Is It Possible to Predict the Next New York Times Bestseller?

Expert publishing blog opinions are solely those of the blogger and not necessarily endorsed by DBW.

data, code, algorithm, publishers, bestsellers, new york times, booksThe upcoming book The Bestseller Code is getting a great deal of buzz, forcing many of us to ask the question, Can one genuinely predict what kind of book will become a New York Times bestseller (typically considered the most prestigious bestseller list)?

The promise of a formula for predicting a bestseller is getting many in the publishing industry and those who write about books excited, or at least curious. Several journalists contacted me for an opinion about the book because of my background in pub-tech and reader analytics. Thus, I became interested in reading it, and St. Martin’s Press was kind enough to provide me with an advance reader copy.

First of all, this is a delightful book to read. I would recommend it as both an entertaining and educational read for anybody interested in the business of books. This is not a magisterial work, like Merchants of Culture by John Thompson, but a book written for the mass market with plenty of anecdotes and examples that readers and authors can relate to.

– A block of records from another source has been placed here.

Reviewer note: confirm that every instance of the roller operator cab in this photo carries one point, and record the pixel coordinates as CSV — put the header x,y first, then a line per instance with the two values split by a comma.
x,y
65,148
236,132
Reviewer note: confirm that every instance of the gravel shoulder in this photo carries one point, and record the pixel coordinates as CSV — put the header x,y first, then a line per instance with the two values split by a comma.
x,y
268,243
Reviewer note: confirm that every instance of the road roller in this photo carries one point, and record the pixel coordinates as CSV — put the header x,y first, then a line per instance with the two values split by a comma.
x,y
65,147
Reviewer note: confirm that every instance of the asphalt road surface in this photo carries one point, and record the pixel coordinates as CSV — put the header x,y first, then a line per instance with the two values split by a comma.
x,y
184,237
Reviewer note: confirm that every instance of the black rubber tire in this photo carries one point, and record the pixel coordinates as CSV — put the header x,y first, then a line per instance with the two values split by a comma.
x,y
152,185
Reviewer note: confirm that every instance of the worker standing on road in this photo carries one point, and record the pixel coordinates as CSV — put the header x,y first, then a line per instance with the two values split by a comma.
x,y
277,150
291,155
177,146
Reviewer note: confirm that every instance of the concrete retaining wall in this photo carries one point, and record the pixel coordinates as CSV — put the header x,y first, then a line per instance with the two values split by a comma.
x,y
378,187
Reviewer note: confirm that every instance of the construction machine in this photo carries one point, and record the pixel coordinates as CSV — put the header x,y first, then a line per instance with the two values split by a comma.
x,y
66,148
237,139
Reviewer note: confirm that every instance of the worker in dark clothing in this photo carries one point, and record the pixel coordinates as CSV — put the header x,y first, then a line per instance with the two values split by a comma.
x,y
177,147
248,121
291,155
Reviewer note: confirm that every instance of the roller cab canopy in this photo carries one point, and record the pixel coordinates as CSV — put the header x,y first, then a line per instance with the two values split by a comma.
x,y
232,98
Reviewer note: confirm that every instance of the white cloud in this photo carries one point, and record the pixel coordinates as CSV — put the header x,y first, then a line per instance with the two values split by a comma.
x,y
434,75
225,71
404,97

The “code” is based on some of the latest advances in machine learning as applied to literature, but the authors attempt to simplify the computer science behind the book. There is no mention of “big data” or artificial intelligence—just plain and simple descriptions of what the “black box” does, with references for interested readers to find out more about its inner workings.

However, there is a statement in the book that is misunderstood by many of those who discussed the book with me, and that is that the algorithm can predict whether a book will be a bestseller with a level of accuracy of 80 percent.

I had a sense when being interviewed that most journalists thought this meant something along the following lines of, “If there are something like 500 New York Times bestsellers this year, then this algorithm can produce a list of 500 titles and 400 of those will indeed turn out to be bestsellers.”

Well, that’s not actually what 80-percent accuracy means. The misunderstanding is in the “can produce a list of 500.”

One needs a bit of statistics knowledge to understand this concept better, and I will first provide (with some statistical elaboration) how the authors describe the 80-percent accuracy remark:

If the algorithm is applied to 50 books that are genuinely bestsellers, then it will recognize that 40 of these (80 percent) are indeed bestsellers, but will classify incorrectly (“falsely”) that 10 of the books (20 percent) are not bestsellers (a “negative” result). Thus, the 10 titles that are missed are what statisticians call the “false negatives.”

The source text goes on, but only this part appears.